Mater sempre certa est, dicevano i latini, lasciando intendere che per il padre potevano sussistere dei dubbi. Non fu così per i transatlantici moderni, la cui paternità è indubitabilmente attribuita a Isambard Kingdom Brunel, un geniale ingegnere inglese con il pallino per il ferro e la meccanica che qualcuno ha paragonato a un Leonardo da Vinci del XIX secolo, con il solo difetto di essere in anticipo sui tempi di almeno mezzo secolo. Brunel aveva già inventato tutto, dai ponti con arcate uniche fino a due chilometri, alla avveniristica “ferrovia atmosferica”, quando i dirigenti della Great western railway si lamentarono con lui sulla limitatezza della loro rete ferroviaria. Brunel, intuendo le grandi prospettive offerte dal vapore, di cui la Gwr era certamente esperta, osservò impassibile che non sarebbe stato poi così difficile allungarla, perché no, fino a New York. Il direttore borbottò scettico “Questo sta già pensando di mandarci sulla luna”. In effetti, nel 1859 Brunel lanciò sul Nordatlantico il suo capolavoro, il Great Eastern, con una stazza di ben 18.000 tonnellate e con l’incredibile capacità di trasporto di 4mila passeggeri, più di quanti ne trasporta oggi una super nave da crociera. Ma l’esordio fu disastroso. Una furiosa tempesta costrinse l’immenso transatlantico a rientrare in porto poco dopo la partenza: “L’enorme massa, lentamente incominciò ad oscillare, facendo sparire le signore nelle viscere della nave. Il vallo dell’onda crebbe, mentre all’orizzonte si levava la tempesta e a coricarsi su un fianco…

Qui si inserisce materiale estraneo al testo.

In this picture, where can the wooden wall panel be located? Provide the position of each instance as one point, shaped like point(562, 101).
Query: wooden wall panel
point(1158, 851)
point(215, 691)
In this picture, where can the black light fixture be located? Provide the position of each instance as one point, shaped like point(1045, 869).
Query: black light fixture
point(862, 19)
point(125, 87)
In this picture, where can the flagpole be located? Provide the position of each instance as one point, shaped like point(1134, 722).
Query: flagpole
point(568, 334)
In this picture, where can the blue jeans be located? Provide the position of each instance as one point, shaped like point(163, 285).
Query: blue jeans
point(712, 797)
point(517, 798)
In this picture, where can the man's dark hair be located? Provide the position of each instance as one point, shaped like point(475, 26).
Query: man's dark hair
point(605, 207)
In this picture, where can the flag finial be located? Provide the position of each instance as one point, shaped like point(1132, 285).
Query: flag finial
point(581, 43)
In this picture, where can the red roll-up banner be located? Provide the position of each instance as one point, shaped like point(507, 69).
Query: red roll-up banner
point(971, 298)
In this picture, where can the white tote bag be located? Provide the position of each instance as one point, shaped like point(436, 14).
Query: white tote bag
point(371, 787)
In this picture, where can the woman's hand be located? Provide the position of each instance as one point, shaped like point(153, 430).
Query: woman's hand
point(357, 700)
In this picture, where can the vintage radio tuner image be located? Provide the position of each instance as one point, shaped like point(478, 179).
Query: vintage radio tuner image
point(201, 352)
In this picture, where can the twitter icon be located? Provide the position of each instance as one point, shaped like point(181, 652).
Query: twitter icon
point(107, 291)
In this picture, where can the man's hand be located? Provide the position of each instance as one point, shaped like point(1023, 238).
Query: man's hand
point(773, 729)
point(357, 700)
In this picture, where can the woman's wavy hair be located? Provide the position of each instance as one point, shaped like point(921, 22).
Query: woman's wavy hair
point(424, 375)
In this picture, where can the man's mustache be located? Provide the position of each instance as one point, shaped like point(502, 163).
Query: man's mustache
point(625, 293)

All’interno, le belle sale poco prima risplendenti sembravano un campo di battaglia; i resti sanguinolenti di una mucca caduta abbasso dalla coperta si mescolavano ai mobili in frantumi e alle schegge di vetro.” (B. Tavernier – Le grandi vie marittime). Il Great Eastern concluse malinconicamente la sua carriera come nave posacavi. La grande avventura della ville flottante, come la definì Giulio Verne, che alla nave dedicò un romanzo, sembrava finita: in realtà era appena incominciata. Il 1881, sull’onda della raggiunta unità del Paese, la marineria italiana aveva celebrato la prima grande ristrutturazione della flotta nazionale, riunendo, in un’unica società, la Navigazione generale italiana, i padri fondatori dell’armamento italiano: il genovese Raffaele Rubattino e i siciliani Florio. Sull’altare della ragion di Stato, i due antichi competitori si presentarono al tavolo della resa reagendo ciascuno a modo suo: Rubattino si piegò piangendo “alla suprema conquista e insieme alla suprema rinuncia”; ne morì di dolore l’anno dopo. I Florio, invece, pare che commissionassero per l’occasione un modellino di nave in oro massiccio a dimostrazione della loro potenza e della loro grandezza. Ma nonostante una flotta di quasi 100 navi e le successive incorporazioni di Società minori, la Navigazione generale continuò per molti decenni a mantenere un basso profilo, stretta fra vincoli finanziari imposti dal principale azionista, la neonata Banca commerciale italiana (che, a dispetto della denominazione, era controllata da capitali tedeschi) e l’incapacità di spiccare il volo e di affrontare la sfida ad armi pari con i competitori germanici, francesi e inglesi.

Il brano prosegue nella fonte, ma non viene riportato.